Oh, the effortless, endless motion of those wee verbish wheels turning! But I stop here not exactly for them, or for their grammatical function (we could have, say, clapping, eating, smiling, with only the most superficial charm). I stop because I am invited to imagine the most vital processes of the human self—thought and change and life—fitted together and visible, as though the poet had lifted off the face of an old-fashioned watch.
Think of it: we look down from a star or some other satellite and see a series of storm systems pinwheeling across the Earth, silent and even gentle from our perch up in space. Indeed, later in the poem the speaker calls himself a “tiny observer of enormous world.” Oh, that one could hover above our world—so detached, so advanced, so adult.
In the next lines we learn that the speaker is also gazing downward, watching a few waterfowl from a bridge over a river. He later meets some friends who are behaving somewhat childishly, and he forgives them, piously and a little pompously—for they are frightened, alienated, “alone in flesh,” as, one assumes, are we all. At the poem’s end, he exhorts himself to be different, to “love my life, not as other, / Not as bird’s life, not as child’s”—and then ends in an avowal, spoken aloud: “‘Cannot,’ I said, ‘being no child now nor a bird.’” I found this to be a mature thing to say, pointed it out to friends of mine, even—really just a way of trying to say it too.
“Coming out of me living” is the second in a four-part series Auden wrote in 1929, when he was only twenty-two. This January, when I had just turned twenty-five, I pored over it for several days. At the time I thought I knew why it struck me so—the detachment, the self-assuredness—but it is clear now that some very young part of me was responding to one of the poem’s very young tendencies: the premature desire to declare oneself distant and self-assured and old.
January in Boston is frozen and lonely, and I wanted to reassure myself, against the deadening of all possibility, that it was natural to surrender possibility, that I had simply begun to age, that aging was natural and great and would bring wisdom. What I really wanted was to claim what I imagined to be the perspectival privilege of the agèd person without having earned it for an instant. (As if being old or wise meant being lofty, meant holding oneself apart from feeling, thinking oneself above life and change.)
This was a mistake, but somewhere therein lies the poem’s real beauty. It’s always a grace to see a mistake you’ve made; it’s first a pain, then a joy, to see that someone else has expressed its every contour. And what a powerful act of imagination, when a child claims a soaring, ancient, bird’s-eye view. I now feel a little awful about having wanted to look down at—or, rather, down my nose at—an entire galaxy’s worth of creatures alone in flesh; still, I would never have felt the poem’s beauty so strongly, affirmed and echoed its declaration, at any other moment.

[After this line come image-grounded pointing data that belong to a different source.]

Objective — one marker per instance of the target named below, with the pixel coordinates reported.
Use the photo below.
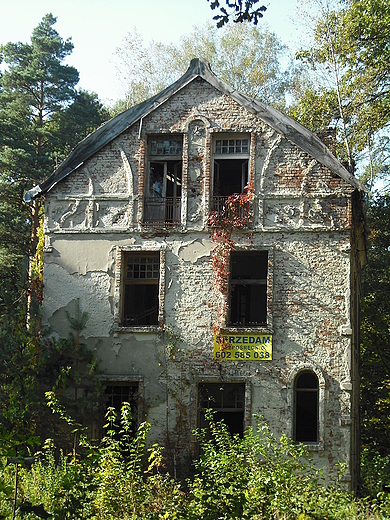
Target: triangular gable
(292, 130)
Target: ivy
(235, 215)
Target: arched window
(306, 407)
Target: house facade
(128, 236)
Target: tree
(240, 11)
(245, 56)
(39, 104)
(350, 43)
(375, 351)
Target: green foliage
(259, 477)
(42, 116)
(237, 10)
(375, 355)
(120, 477)
(246, 57)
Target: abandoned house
(128, 235)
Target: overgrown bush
(255, 477)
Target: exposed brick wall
(303, 217)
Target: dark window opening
(141, 289)
(230, 176)
(306, 408)
(228, 402)
(116, 395)
(163, 191)
(248, 288)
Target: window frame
(299, 393)
(120, 381)
(164, 210)
(119, 293)
(267, 326)
(217, 157)
(246, 399)
(319, 445)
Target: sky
(97, 28)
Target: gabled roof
(293, 131)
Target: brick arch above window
(292, 379)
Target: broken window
(306, 407)
(228, 402)
(117, 394)
(141, 274)
(163, 191)
(248, 288)
(230, 168)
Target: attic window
(166, 146)
(223, 146)
(230, 167)
(163, 187)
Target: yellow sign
(243, 347)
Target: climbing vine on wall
(235, 215)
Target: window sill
(149, 329)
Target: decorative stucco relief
(108, 205)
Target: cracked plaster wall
(302, 216)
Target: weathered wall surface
(302, 216)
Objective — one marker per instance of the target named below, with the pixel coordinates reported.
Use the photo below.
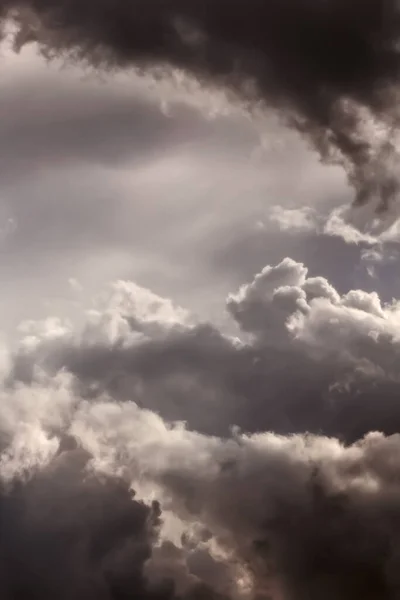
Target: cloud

Poems help us change our living and thinking. Even when they seem to misguide us, they show us exactly how we’ve lost our way so that we may continue on. Now I am paging through my Selected Poems again, this time looking for a poem that will prepare me for the full green blast of late spring, for bulbs pushing up under dead leaf and cigarette butt, finding myself willing to wager for now that closeness to the ground is the best way to understand what comes up out of it.